Photo 南アフリカ共和国初の黒人大統領"ネルソン・マンデラ"20余年の収監の間、専属看守となった男の実話。 なかなか味わいのあるヒューマンドラマです。原題は「GOODBYE BAFANA」。意味は、作品を最後まで観ると解ります。

 その生い立ちから、コーサ語(南アの黒人が話す言葉)が理解できることで、政治犯マンデラ一派の言動を監視するための専属看守となったグレゴリー(ジョセフ・ファインズ)は、それまでのうだつの上がらない暮らしから出世への足がかりを得たと思い、家族と共に移り住んだロベン島の刑務所で、使命感に燃え、収監者達の企てを見抜き、手柄を重ねて行きます。 しかし、マンデラと接することで、彼の人間性、思想に次第に傾倒していき、自身と家族の立場と仕事、マンデラ(デニス・ヘイスバート)への共鳴との板挟みに苦しむことになります。

 実話が元になっているので、ネルソン・マンデラがその後どのような道を歩んだか、悪名高きアパルトヘイト政策がどうなったかは周知の事ですが、本人の伝記ではなく、相反する思想を持った平凡な人間が感化され、変化していく様を描くことで、間接的に彼の偉大さを語るという手法が秀逸だと思いました。
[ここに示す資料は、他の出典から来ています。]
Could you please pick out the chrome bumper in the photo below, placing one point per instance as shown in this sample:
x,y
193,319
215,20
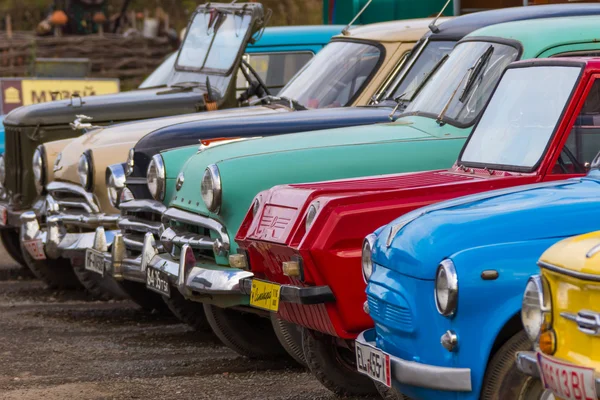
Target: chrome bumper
x,y
527,363
423,375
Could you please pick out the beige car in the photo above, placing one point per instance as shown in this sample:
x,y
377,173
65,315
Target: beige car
x,y
80,208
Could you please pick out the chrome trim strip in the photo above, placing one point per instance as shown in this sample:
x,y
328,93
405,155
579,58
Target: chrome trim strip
x,y
568,272
423,375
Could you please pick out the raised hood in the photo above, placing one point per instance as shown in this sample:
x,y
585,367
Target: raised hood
x,y
415,243
215,28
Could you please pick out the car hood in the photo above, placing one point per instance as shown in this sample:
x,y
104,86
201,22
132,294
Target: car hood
x,y
415,243
105,109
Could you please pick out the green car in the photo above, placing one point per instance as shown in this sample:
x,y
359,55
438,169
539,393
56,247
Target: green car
x,y
209,194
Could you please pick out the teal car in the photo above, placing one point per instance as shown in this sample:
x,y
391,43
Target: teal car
x,y
210,193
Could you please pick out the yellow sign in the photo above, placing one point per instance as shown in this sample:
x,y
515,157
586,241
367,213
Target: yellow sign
x,y
265,295
42,90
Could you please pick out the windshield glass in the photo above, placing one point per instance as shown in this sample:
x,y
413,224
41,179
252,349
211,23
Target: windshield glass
x,y
161,75
521,117
453,76
213,41
334,76
420,68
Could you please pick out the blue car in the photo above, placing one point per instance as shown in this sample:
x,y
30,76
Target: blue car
x,y
447,285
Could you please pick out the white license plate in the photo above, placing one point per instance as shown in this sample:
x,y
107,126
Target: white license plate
x,y
373,363
35,248
94,261
3,215
158,281
567,381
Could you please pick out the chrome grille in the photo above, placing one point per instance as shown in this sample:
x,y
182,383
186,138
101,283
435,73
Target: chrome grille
x,y
392,316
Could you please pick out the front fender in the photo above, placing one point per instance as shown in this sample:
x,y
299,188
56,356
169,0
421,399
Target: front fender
x,y
486,306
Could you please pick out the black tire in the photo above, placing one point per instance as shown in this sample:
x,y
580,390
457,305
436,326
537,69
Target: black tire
x,y
290,337
56,274
12,244
503,380
148,300
334,366
247,334
187,311
101,288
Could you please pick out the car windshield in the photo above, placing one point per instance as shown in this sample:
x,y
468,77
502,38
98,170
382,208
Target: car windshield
x,y
421,64
460,88
213,41
161,75
334,76
521,117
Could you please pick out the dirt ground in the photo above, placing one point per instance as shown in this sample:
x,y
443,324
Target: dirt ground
x,y
63,345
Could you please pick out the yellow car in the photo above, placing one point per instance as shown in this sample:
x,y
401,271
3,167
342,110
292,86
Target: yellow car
x,y
561,314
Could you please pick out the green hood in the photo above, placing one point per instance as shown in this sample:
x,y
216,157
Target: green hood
x,y
250,166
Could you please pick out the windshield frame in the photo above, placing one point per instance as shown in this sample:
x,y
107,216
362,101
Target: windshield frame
x,y
241,50
368,80
560,120
484,39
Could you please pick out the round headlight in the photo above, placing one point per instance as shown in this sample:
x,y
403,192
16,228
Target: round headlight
x,y
210,188
115,183
446,288
536,308
84,169
311,214
155,178
366,259
2,170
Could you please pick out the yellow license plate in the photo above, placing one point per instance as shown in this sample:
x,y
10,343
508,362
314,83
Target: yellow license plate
x,y
265,295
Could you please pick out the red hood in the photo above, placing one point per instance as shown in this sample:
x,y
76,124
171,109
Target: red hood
x,y
283,208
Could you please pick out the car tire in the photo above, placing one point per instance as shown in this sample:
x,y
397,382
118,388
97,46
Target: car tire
x,y
187,311
503,380
147,300
56,274
100,287
334,366
12,244
248,334
290,337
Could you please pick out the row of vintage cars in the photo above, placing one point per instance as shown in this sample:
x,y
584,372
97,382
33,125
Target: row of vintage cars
x,y
475,136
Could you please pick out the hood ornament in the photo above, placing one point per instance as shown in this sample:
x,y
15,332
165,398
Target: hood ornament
x,y
80,125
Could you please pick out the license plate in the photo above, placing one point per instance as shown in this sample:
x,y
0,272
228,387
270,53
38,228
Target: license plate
x,y
158,281
3,215
35,248
565,380
373,363
265,295
94,261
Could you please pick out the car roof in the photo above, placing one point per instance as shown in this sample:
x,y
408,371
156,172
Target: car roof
x,y
406,30
537,36
457,28
297,35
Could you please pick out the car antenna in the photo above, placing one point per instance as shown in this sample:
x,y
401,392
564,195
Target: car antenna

 ストーリー中、グレゴリーが閲覧禁止文書として保管されている「自由憲章」を盗み出すシーンや、胸ポケットに忍ばせているシーンなどはちょっとしたサスペンス仕立てで、面白いアクセントになっています。 また、奇しくも、囚人と看守が共に息子を失うという悲劇で結びつくのですが、どちらも交通事故死という直接原因の裏に何かあるようなニュアンスが漂うあたりに同国の影の部分がちらついて、薄寒くなってしまいました。

 主な登場人物、マンデラ、グレゴリー、その妻役の3人が、見事な演技で作品の味わいとリアリティを深めています。 オススメです。

at 立川 CINEMA CITY


 <オマケ> 

 80年代半ば、英米のポップスターがアフリカの飢餓救済チャリティーで楽曲を発表していた頃、「SUNCITY」という同じようなレコードも世に出ました。 日本では前者ほど大きな話題にはなりませんでしたが、こちらは南アのアパルトヘイト政策に反対するミュージシャン達の共同製作作品でした。以下、YouTubeから、そのビデオ・クリップです。

 この映画をきっかけに、アパルトヘイトのことを少し調べ直してみましたが、その終焉には、東西冷戦終結による国際情勢の変化が多分にあったらしく、単に人道的な必然だけでは無いようで、寂しい思いがしますが、冷たい現実とはそんなものかもしれません。 少なくとも、これから同じような差別が復活することだけは無いよう願うばかりです。